Il confronto tra approcci diversi: realtà virtuale vs tradizionale

Un team della Facoltà di Medicina dell’Università di Instambul ha coinvolto 33 pazienti in questo studio prospettivo randomizzato in doppio cieco, per un totale di 54 mani.

I partecipanti sono stati suddivisi in 3 gruppi: di studio, con riabilitazione in realtà virtuale (11); di confronto, con finta riabilitazione in realtà virtuale (9); di controllo, con riabilitazione tradizionale (11).

I primi due gruppi hanno utilizzato un apposito dispositivo per la realtà virtuale, il Leap Motion Controller (LMC), un localizzatore ottico manuale connesso a un computer. Grazie a questo sistema i pazienti possono vedere sulla parte sinistra dello schermo i movimenti in tempo reale effettuati con la mano in terapia, mentre in quella destra i movimenti che andrebbero svolti.

Nel caso del gruppo di confronto, questo secondo schermo è spento. I primi due gruppi hanno svolto 2 sessioni la settimana da una 30ina di minuti per 8 settimane di fila, seguiti da un terapista esperto. Due le tipologie di esercizi svolti: esercizi di scivolamento dei nervi ed esercizi di scivolamento dei tendini.

Il gruppo di controllo ha, invece, ricevuto un volantino con spiegazione degli esercizi da svolgere a casa, in autonomia, per 8 settimane. Finito il periodo, tutti i partecipanti sono stati invitati a eseguire gli stessi esercizi almeno una volta al giorno per le 16 settimane successive. Alla fine si sono fatti i confronti.

La realtà virtuale sembra superiore agli altri metodi

Gli autori hanno effettuato confronti sia all’interno dei singoli gruppi che tra i diversi gruppi. Il primo aspetto da sottolineare è che, dal punto di vista elettrofisiologico, il percorso riabilitativo non ha prodotto differenze significative tra i diversi partecipanti. Tuttavia, si sono osservati cambiamenti nella sintomatologia.

Per esempio, i soggetti che hanno seguito il percorso completo in realtà virtuale hanno visto un netto miglioramento nella sintomatologia notturna, fastidiosa perché interrompe il riposo, con ripercussioni su più ambiti della vita.

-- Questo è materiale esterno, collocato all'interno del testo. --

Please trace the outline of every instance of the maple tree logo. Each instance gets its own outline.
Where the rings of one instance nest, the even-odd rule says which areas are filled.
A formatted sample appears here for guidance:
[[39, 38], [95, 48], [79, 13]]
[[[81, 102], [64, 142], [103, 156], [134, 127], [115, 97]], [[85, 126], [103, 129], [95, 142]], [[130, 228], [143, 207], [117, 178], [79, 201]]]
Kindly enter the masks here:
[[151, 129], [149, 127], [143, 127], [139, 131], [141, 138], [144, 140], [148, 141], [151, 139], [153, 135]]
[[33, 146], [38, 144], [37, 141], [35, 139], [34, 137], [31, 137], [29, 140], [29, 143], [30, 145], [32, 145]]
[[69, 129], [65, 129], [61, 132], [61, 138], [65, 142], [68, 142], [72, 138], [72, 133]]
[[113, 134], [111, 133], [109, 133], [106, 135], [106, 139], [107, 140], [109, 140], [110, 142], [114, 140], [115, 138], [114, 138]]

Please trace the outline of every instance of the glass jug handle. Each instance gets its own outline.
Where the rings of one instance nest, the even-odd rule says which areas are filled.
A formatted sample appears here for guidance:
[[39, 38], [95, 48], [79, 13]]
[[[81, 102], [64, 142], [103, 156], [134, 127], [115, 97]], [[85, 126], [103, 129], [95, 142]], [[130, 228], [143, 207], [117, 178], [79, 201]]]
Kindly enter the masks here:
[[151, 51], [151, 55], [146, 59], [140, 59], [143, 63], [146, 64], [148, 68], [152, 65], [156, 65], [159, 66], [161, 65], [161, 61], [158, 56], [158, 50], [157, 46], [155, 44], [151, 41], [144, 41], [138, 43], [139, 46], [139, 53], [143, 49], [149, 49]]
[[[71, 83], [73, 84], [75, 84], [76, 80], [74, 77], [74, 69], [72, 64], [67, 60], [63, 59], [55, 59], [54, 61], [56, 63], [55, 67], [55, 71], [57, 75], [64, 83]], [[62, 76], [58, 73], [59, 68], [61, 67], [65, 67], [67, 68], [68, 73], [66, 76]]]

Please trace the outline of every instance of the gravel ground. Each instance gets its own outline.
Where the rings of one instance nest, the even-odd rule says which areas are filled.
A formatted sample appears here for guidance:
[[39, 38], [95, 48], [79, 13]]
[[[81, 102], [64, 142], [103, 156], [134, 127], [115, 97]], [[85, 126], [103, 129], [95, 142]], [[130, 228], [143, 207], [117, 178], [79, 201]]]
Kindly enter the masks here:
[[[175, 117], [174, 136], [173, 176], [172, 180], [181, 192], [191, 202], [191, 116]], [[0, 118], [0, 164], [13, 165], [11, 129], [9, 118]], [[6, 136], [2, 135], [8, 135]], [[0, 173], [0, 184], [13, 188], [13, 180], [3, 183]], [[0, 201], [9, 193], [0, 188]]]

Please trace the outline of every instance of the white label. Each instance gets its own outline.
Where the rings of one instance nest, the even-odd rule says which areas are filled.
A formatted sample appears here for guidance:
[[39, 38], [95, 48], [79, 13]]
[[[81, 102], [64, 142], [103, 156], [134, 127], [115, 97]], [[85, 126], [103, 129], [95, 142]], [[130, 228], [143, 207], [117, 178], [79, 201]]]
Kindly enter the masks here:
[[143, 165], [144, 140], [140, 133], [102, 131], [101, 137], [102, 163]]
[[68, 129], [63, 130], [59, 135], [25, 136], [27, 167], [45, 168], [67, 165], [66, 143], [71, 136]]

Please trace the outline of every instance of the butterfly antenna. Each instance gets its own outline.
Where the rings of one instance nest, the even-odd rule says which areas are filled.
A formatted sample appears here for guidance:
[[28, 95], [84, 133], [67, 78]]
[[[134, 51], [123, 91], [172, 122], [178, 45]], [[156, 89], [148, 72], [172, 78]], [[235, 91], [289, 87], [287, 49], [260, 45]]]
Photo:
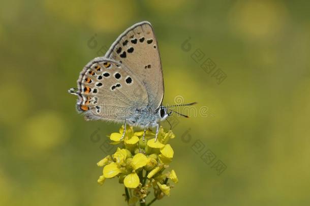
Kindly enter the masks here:
[[168, 123], [169, 123], [169, 125], [170, 126], [170, 129], [169, 129], [169, 130], [171, 130], [171, 129], [172, 129], [172, 126], [170, 124], [170, 122], [168, 120], [168, 119], [166, 119], [166, 120], [167, 120], [167, 122], [168, 122]]
[[174, 112], [174, 113], [175, 113], [176, 114], [178, 114], [178, 115], [181, 115], [182, 116], [184, 116], [184, 117], [190, 118], [190, 117], [189, 116], [188, 116], [187, 115], [181, 114], [180, 113], [178, 112], [177, 111], [175, 111], [171, 110], [171, 109], [169, 109], [169, 110], [171, 111], [172, 112]]
[[180, 106], [191, 106], [191, 105], [193, 105], [194, 104], [196, 104], [197, 103], [196, 102], [192, 102], [192, 103], [188, 103], [188, 104], [176, 104], [175, 105], [168, 106], [166, 107], [169, 108], [169, 107], [180, 107]]

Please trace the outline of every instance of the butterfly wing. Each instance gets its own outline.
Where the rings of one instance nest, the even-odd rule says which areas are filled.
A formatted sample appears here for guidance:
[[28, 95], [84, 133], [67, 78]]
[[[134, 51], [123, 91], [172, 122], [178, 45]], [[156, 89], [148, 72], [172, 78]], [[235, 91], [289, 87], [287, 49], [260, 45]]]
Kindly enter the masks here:
[[[147, 106], [144, 85], [125, 65], [105, 57], [90, 62], [77, 81], [78, 111], [86, 119], [121, 122]], [[139, 95], [135, 95], [137, 91]]]
[[125, 31], [105, 56], [126, 65], [145, 84], [148, 106], [159, 108], [164, 97], [164, 80], [157, 41], [147, 21], [134, 24]]

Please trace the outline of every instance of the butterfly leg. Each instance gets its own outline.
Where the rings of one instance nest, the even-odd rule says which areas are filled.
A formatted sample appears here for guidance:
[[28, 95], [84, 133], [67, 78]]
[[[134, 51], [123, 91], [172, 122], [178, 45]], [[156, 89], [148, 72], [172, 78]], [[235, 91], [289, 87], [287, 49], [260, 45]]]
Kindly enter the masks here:
[[126, 132], [126, 120], [125, 120], [125, 123], [124, 123], [124, 131], [122, 132], [122, 135], [121, 135], [121, 138], [120, 138], [121, 140], [122, 140], [122, 139], [124, 138], [125, 136], [125, 132]]
[[157, 136], [158, 136], [158, 132], [159, 132], [159, 124], [157, 123], [156, 125], [156, 134], [155, 135], [155, 142], [157, 140]]
[[144, 128], [144, 132], [143, 132], [143, 136], [142, 137], [142, 140], [143, 142], [144, 142], [144, 139], [145, 139], [145, 132], [146, 132], [146, 128]]

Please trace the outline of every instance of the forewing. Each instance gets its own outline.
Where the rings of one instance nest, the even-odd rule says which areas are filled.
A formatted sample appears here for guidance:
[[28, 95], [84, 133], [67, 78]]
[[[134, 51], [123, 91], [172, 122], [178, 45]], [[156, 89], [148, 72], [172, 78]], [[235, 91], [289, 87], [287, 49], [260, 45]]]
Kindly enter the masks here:
[[77, 109], [87, 119], [122, 122], [148, 103], [143, 83], [125, 65], [105, 57], [89, 62], [77, 83]]
[[164, 97], [163, 72], [157, 41], [147, 21], [134, 24], [123, 33], [105, 56], [121, 63], [145, 84], [148, 105], [158, 108]]

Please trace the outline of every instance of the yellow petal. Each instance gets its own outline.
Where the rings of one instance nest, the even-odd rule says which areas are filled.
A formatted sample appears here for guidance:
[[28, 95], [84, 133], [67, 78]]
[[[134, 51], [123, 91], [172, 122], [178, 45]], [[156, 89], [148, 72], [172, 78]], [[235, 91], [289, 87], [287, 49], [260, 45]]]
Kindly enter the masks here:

In questo, la realtà virtuale è risultata superiore a entrambi gli altri metodi.

Invece, se si considera il dolore, in una scala numerica, e il Boston carpal tunnel Questionnaire, i risultati migliori li hanno avuti sia i pazienti trattati in realtà virtuale vera che fittizia. Dallo studio emerge che i metodi tradizionali possono essere migliorati.

In effetti, i pazienti del primi gruppo vengono supportati nell’esecuzione di esercizi corretti dal dispositivo usato, mentre sia loro che quelli del secondo gruppo sono almeno stimolati a eseguire il percorso riabilitativo, dovendosi recare in ambulatorio. Di contro, quelli trattati per via tradizionale sono quasi abbandonati a se stessi, il che può anche interferire sull’aderenza terapeutica. Sarebbe utile verificare questi esiti su un campione più ampio e anche afferente a più centri terapeutici.

Studio: Arman s, Menekseoglu aK, sezgin b, ozgur b, capan N, oral a. the effects of virtual reality-mediated tendon and nerve gliding exercises in the conservative management of carpal tunnel syndrome: a double-blind randomized placebo controlled trial. Eur J phys rehabil Med 2024 Mar 29.